Religious liberty lawyers at First Liberty Institute agreed that Sterling’s posting Bible verses is protected by law—specifically, the Religious Freedom Restoration Act (RFRA)—and took her case free of charge, recruiting one of the greatest Supreme Court litigators in recent decades, former Solicitor General Paul Clement, to lead their team.
Clement and First Liberty argued for her at the U.S. Court of Appeals for the Armed Forces. Judge Margaret Ryan wrote the 4-1 split opinion of the court ruling against her, holding that it is not a “substantial burden” on religious expression to criminally prosecute a person for posting Bible verses, and that RFRA does not stop the military from requiring service members to go through a lengthy administrative appeal process before they can continue to express their faith.
Judge Ryan’s Sterling opinion is panned by many conservatives as a terrible military religious liberty decision.

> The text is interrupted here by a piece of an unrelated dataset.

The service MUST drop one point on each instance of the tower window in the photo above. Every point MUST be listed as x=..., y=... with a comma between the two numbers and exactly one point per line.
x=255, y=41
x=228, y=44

Both of these parts of the ruling created a “circuit split” with most federal appeals courts to rule on the same issues, and became the basis for asking the nation’s highest court to take the case.
Two days before Christmas, Clement and First Liberty Institute filed Sterling’s request for review—called a petition for certiorari—at the U.S. Supreme Court.
“In this case, the Court of Appeals for the Armed Forces joined the minority side of the split, limiting the civil liberties of the nearly two million men and women who defend religious freedom in uniform,” the petition reads.
Other appeals courts “sensibly recognized that a complete prohibition on religious exercise is the most obvious form of substantial burden and also recognize that the religious practice burdened need not be religiously-compelled,” the petition continues.
By contrast, although this military court’s decision “recognized that … Sterling’s posting of the Biblical quotations constituted religious exercise under RFRA,” it nonetheless “held that a Marine’s exercise of religion was not substantially burdened when her superior ordered her to remove from her personal workspace three small slips of paper containing Biblical quotations,” even when disobeying that order resulted in a criminal conviction.
To the contrary, Clement and First Liberty insist, “A direct government prohibition on religious exercise is the quintessential substantial burden.” To rule otherwise “leaves the individuals most in need of protection—those, like service members, subject to direct government commands—with the least protection from government interference with religious exercise.”
The justices will vote in early 2017 whether to take the case, which would likely be scheduled for autumn of that year.
The case is Sterling v. United States.